A maioria das pessoas, mesmo os cristãos, passa a vida lutando para
“construir o céu na terra”. É um grande engano. Jamais construíremos o
céu na terra; jamais a felicidade será perfeita no vale em que o pecado
transformou num vale de lágrimas. Devemos, sim, lutar para deixar a vida
na terra cada vez melhor, mas sem a ilusão de que ficaremos sempre
aqui.
Deus dispôs tudo de modo que nada fosse sem fim aqui nesta vida. Qual
seria o desígnio do Senhor nisso? A cada dia de nossa vida temos de
renovar uma série de procedimentos: dormir, tomar banho, alimentar-nos,
etc… Tudo é precário, nada é duradouro, tudo deve ser repetido todos os
dias. A própria manutenção da vida depende do bater interminável do
coração e do respirar contínuo dos pulmões. Todo o organismo repete,
sem cessar, suas operações para a vida se manter. Tudo é transitório…
nada eterno. Toda criança se tornará um dia adulta e, depois, idosa.
Toda flor que se abre logo estará murcha; todo dia que nasce logo se
esvai… e assim tudo passa, tudo é transitório.
Por que será? Qual a razão de nada ser duradouro?
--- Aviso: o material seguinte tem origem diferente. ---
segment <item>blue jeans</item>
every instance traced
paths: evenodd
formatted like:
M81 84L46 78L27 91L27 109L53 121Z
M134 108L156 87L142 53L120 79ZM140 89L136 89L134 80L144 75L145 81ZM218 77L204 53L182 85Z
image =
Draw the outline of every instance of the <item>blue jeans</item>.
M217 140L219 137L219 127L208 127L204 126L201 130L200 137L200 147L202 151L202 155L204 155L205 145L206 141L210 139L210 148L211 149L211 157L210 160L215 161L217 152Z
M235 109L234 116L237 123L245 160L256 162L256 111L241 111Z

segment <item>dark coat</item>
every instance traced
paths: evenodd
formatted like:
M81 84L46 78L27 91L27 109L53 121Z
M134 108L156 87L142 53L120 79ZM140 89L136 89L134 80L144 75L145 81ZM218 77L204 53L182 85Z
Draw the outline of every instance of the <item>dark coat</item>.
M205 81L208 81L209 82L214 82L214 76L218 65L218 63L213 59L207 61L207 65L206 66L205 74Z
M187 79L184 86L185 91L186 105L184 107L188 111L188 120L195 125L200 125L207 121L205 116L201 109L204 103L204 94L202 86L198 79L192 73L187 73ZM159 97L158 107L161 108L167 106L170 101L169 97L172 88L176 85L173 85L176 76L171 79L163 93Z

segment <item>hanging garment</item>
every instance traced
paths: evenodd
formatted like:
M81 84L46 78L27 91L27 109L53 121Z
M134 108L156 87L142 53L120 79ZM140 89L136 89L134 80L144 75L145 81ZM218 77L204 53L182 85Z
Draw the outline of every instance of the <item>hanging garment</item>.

Compra-se uma camisa nova e, logo, já está surrada; compra-se um
carro novo e, logo, ele estará bastante rodado e vencido por novos
modelos, e assim por diante.
A razão inexorável dessa precariedade das coisas também está nos
planos de Deus. A marca da vida é a renovação. Tudo nasce, cresce, vive,
amadurece e morre. A razão profunda dessa realidade tão transitória é a
lição cotidiana que o Senhor nos quer dar de que esta vida é apenas uma
passagem, um aperfeiçoamento, em busca de uma vida duradoura, eterna,
perene.
Em cada flor que murcha e em cada homem que falece, sinto Deus nos
dizer: “Não se prendam a esta vida transitória. Preparem-se para aquela
que é eterna, quando tudo será duradouro, e nada precisará ser renovado
dia a dia.”
E isso mostra-nos também que a vida está em nós, mas não é nossa.
Quando vemos uma bela rosa murchar é como se ela estivesse nos dizendo
que a beleza está nela, mas não lhe pertence.
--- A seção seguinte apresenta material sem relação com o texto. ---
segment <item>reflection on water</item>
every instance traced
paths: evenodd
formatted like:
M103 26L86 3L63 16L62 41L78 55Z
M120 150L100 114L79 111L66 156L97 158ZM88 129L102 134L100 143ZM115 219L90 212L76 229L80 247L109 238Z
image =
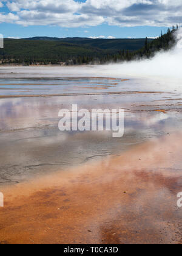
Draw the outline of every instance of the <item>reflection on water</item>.
M0 185L33 179L13 186L18 199L5 191L0 243L181 243L178 84L15 78L0 81ZM72 104L124 108L124 137L61 132L59 110Z
M25 91L21 92L22 89ZM135 82L97 77L1 79L0 93L4 95L64 91L70 95L0 99L0 145L3 149L0 151L0 183L19 182L33 175L120 154L137 143L181 129L181 100L175 99L175 94L170 93L157 93L150 92L150 88L146 91L143 89L143 82L139 86L138 80ZM73 94L79 90L83 95ZM130 93L104 94L110 90ZM101 94L88 95L89 91ZM169 105L170 99L174 102ZM61 132L58 126L59 110L71 109L72 104L90 111L93 108L124 108L124 136L114 139L108 132Z

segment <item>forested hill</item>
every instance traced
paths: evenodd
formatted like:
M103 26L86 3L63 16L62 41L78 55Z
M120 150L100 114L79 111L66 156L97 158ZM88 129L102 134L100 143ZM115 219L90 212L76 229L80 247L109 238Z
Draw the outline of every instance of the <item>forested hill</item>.
M34 37L5 39L4 49L0 49L0 59L4 64L103 63L113 59L121 51L134 51L143 47L144 44L145 38Z
M5 39L0 49L0 63L29 65L103 64L150 58L161 49L167 50L175 43L169 29L158 38L90 39L34 37Z

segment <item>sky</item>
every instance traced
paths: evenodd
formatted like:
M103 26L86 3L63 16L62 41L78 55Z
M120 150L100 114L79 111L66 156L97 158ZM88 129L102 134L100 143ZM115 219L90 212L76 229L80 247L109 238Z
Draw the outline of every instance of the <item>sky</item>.
M0 34L155 38L182 22L182 0L0 0Z

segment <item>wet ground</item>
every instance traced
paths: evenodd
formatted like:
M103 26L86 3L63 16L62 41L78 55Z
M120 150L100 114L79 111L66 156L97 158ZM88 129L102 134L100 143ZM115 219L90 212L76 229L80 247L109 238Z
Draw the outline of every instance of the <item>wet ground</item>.
M38 70L0 72L1 243L181 243L180 82ZM123 108L124 137L61 132L72 104Z

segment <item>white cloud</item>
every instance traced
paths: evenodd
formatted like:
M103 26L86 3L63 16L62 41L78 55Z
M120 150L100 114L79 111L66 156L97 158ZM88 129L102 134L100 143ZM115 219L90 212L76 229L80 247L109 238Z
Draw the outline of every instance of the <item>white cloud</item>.
M112 35L109 35L107 37L107 39L115 39L115 37L113 37Z
M98 37L89 37L91 39L104 39L106 38L105 35L99 35Z
M20 37L8 37L8 39L20 39L21 38Z
M98 26L170 26L182 21L182 0L11 0L0 22L64 27ZM2 3L0 2L0 7ZM12 12L15 13L12 13Z
M157 39L158 38L158 37L148 37L149 39Z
Ainda assim, mesmo com essa lição permanente que Deus nos dá, muitos
de nós somos levados a viver como aquele homem rico da parábola narrada
por Jesus. Ele abarrotou seus celeiros de víveres e disse à sua alma:
“Descansa, come, bebe e regala-te” (Lc 12,19b); ao que o Senhor lhe
disse: “Insensato! Nesta noite ainda exigirão de ti a tua alma” (Lc
12,20).
A efemeridade das coisas é a maneira mais prática e constante
encontrada por Deus para nos dizer, a cada momento, que aquilo que não
passa, que não se esvai, que não morre, é aquilo de bom que fazemos para
nós mesmos e, principalmente, para os outros. Os talentos multiplicados
no dia a dia, a perfeição da alma buscada na longa caminhada de uma
vida de meditação, de oração, de piedade, essas são as coisas que não
passam, que o vento do tempo não leva e que, finalmente, nos abrirão as
portas da vida eterna e definitiva, quando “Deus será tudo em todos”
(cf. 1 Cor 15,28).
A transitoriedade de tudo o que está sob os nossos olhos deve nos
convencer de que só viveremos bem esta vida se a vivermos para os outros
e para Deus. São João Bosco dizia que “Deus nos fez para os outros”. Só
o amor, a caridade, o oposto do egoísmo, pode nos levar a compreender a
verdadeira dimensão da vida e a necessidade da efemeridade terrena.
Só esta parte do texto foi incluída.